Blog author:
Ketvin | Posted on: 9/19/2012 | Category:
Others Blogs | Views: 504 | Status:
[Member] |
Points: 75
|
Alert Moderator
Out of the box, SharePoint provides a mechanism for excluding publishing
pages from the search index by any number of criteria, but what if you
want to exclude only parts of a page? This becomes useful when you have
content on numerous pages that contains common keywords.
For Example, In Our Production site we have master page and in this
master page , Header , Left Navigation and footer for the Pages.

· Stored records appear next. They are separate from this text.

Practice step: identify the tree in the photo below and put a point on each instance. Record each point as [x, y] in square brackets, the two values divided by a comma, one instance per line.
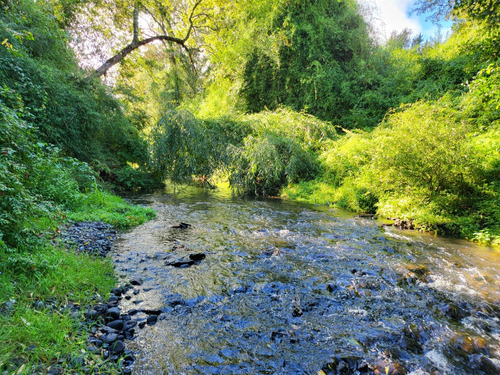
[174, 22]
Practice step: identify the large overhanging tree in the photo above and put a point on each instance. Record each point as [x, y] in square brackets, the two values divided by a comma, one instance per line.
[142, 22]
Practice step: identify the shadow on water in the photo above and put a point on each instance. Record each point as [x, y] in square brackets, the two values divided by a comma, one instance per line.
[287, 288]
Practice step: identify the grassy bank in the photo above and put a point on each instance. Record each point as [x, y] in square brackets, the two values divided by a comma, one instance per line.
[39, 327]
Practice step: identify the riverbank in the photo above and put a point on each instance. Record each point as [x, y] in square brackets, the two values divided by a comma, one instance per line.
[46, 293]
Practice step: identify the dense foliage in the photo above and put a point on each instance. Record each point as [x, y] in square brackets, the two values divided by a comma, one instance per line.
[41, 80]
[277, 97]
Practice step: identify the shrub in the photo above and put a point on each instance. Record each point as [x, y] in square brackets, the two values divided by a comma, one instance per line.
[265, 164]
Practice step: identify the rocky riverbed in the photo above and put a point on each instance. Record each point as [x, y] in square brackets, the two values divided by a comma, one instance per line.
[109, 326]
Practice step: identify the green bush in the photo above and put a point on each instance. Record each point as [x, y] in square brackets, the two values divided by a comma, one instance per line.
[265, 164]
[182, 147]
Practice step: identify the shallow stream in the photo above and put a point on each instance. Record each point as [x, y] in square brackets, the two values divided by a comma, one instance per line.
[287, 288]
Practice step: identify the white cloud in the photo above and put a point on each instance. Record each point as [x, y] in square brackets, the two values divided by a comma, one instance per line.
[386, 16]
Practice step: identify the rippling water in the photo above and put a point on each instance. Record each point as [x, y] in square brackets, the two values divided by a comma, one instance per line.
[287, 288]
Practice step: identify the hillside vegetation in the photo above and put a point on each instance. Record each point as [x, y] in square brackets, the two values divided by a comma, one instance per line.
[285, 97]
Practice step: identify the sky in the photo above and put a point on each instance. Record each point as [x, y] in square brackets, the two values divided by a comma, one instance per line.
[394, 15]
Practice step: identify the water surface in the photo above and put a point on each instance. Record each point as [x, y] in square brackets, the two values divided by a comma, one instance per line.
[288, 288]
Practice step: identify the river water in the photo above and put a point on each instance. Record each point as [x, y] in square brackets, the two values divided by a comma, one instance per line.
[288, 288]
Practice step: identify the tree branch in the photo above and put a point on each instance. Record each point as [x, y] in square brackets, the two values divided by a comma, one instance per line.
[136, 43]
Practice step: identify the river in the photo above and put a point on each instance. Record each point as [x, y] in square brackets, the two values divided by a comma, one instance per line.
[288, 288]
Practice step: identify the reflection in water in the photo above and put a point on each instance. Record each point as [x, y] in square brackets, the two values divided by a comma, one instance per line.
[287, 288]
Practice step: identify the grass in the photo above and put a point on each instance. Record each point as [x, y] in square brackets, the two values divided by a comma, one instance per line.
[111, 209]
[36, 331]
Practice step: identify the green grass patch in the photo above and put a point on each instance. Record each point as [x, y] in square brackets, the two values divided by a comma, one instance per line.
[32, 333]
[35, 336]
[111, 209]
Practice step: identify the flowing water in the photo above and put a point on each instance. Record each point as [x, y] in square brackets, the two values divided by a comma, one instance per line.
[287, 288]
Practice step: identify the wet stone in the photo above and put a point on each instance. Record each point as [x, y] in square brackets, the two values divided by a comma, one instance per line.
[110, 337]
[113, 312]
[116, 324]
[117, 347]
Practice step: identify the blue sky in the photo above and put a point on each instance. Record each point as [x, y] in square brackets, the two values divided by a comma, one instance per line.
[393, 15]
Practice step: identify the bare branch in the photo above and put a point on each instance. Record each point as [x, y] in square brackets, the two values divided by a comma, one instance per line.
[136, 23]
[137, 43]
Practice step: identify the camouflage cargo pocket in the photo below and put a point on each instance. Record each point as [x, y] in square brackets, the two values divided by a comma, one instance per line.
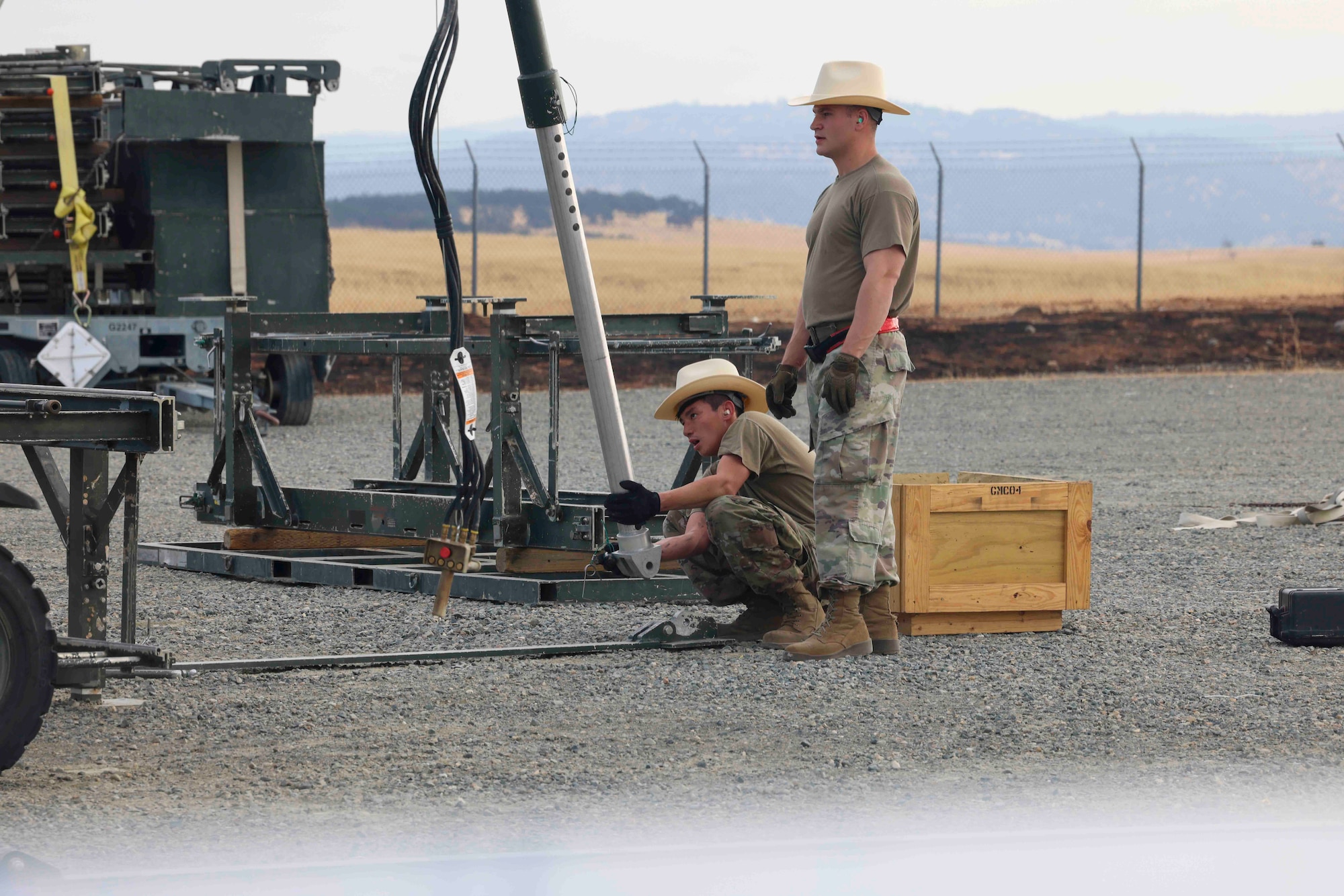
[855, 457]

So when someone performs a search for "Careers" they will get back every
page in your site, instead of just the Careers and related Careers
pages. To prevent this, we needed a way to keep SharePoint from
indexing that content when it's performing a crawl.
Web Control
We decided that a System.Web.UI.WebControls.Panel control would be a
good model to build my control on. It allows you to easily drop it in
the page layout using SharePoint Designer, and you can put other html
and controls within it. I didn't want to inherit from the Panel control
though, because it adds unwanted 'div' tags to the rendered output.
The key to the Panel control's behavior are the following two attributes
on the class:
[ParseChildren(false), PersistChildren(true)].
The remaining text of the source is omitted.